Figure 3. Expression capacity of E. coli C41(DE3), C43(DE3), C41(DE3)lacIV192F, and C43(DE3)lacIF192V to produce the E. coli F-ATPase subunit b.

Figure 3

(a) Phenotypic comparison of Ecb expression in C41(DE3), C43(DE3), and C41(DE3)lacIV192F in the absence (-IPTG) or presence (+IPTG) of IPTG. C41(DE3), C43(DE3), and C41(DE3)lacIV192F contained pMW7(Ecb-GFP). (b) Relative expression levels of the atpF gene in C41(DE3), C43(DE3), C41(DE3)lacIV192F, and C43(DE3)lacIF192V containing pMW7(Ecb-GFP). After IPTG induction, the cultures were collected for RNA extraction. Quantification of the mRNA expression level was performed using qRT-PCR and the comparative critical threshold (2−ΔΔCT) method (Livak and Schmittgen, 2001). The 16S rRNA gene was used as an internal control. The transcripts at the four time points (shown on top) relative to the transcript levels in C41(DE3) at 0 hr were quantified.
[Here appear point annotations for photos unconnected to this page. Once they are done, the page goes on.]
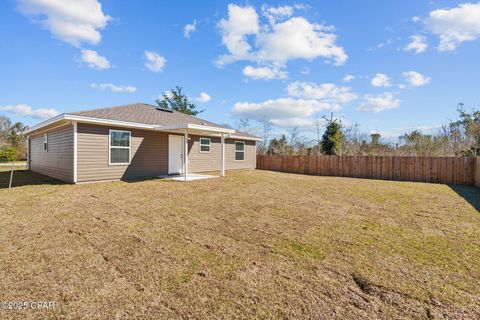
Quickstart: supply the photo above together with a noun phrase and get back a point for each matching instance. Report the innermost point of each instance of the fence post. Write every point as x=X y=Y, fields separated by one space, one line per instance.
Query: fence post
x=476 y=172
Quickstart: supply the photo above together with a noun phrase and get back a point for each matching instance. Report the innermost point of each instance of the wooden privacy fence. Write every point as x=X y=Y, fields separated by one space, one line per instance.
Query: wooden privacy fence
x=446 y=170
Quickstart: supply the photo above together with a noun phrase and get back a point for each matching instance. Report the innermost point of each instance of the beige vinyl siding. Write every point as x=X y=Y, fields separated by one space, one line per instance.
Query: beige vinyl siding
x=250 y=155
x=57 y=162
x=202 y=162
x=149 y=154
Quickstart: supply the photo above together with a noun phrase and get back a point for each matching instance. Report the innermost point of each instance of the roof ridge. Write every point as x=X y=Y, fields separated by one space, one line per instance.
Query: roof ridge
x=112 y=107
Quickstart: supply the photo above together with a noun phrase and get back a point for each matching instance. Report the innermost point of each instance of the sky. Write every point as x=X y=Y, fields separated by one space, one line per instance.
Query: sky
x=390 y=66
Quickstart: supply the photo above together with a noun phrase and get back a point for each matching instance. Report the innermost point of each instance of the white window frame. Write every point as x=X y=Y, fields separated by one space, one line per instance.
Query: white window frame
x=209 y=145
x=110 y=148
x=235 y=151
x=45 y=142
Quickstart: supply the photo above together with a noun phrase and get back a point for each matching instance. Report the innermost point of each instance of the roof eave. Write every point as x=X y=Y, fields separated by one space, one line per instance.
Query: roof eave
x=127 y=124
x=83 y=119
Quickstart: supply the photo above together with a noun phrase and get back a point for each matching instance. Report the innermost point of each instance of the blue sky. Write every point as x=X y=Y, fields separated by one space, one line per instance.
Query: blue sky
x=408 y=62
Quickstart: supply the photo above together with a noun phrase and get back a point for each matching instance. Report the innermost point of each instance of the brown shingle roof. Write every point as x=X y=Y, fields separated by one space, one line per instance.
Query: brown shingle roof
x=148 y=114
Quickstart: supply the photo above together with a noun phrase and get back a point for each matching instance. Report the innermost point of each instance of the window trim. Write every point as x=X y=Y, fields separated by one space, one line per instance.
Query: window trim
x=110 y=148
x=209 y=145
x=235 y=151
x=45 y=142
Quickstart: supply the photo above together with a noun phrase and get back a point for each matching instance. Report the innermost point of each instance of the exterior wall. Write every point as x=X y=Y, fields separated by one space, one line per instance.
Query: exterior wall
x=149 y=154
x=57 y=162
x=202 y=162
x=250 y=155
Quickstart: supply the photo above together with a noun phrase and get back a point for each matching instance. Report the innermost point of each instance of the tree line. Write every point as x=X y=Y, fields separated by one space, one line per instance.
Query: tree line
x=459 y=137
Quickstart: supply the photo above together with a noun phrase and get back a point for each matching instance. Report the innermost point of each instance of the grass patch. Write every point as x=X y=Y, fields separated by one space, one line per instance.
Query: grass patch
x=253 y=245
x=298 y=249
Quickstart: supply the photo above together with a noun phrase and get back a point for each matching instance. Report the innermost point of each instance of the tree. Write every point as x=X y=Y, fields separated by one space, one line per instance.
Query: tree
x=424 y=145
x=176 y=100
x=375 y=137
x=280 y=146
x=464 y=133
x=332 y=139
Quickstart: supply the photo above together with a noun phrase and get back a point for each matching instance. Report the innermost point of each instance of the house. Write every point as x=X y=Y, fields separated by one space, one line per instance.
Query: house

Error bars indicate the standard deviations of triplicate reactions. (c) Flow cytometric analysis of GFP fluorescence in C41(DE3) (black), C43(DE3) (blue), C41(DE3)lacIV192F (red) and C43(DE3)lacIF192V (orange) overexpressing Ecb-GFP. After 3 hours of IPTG induction, the cells were collected for detection of GFP expression. C41(DE3) without the plasmid was used as the negative control.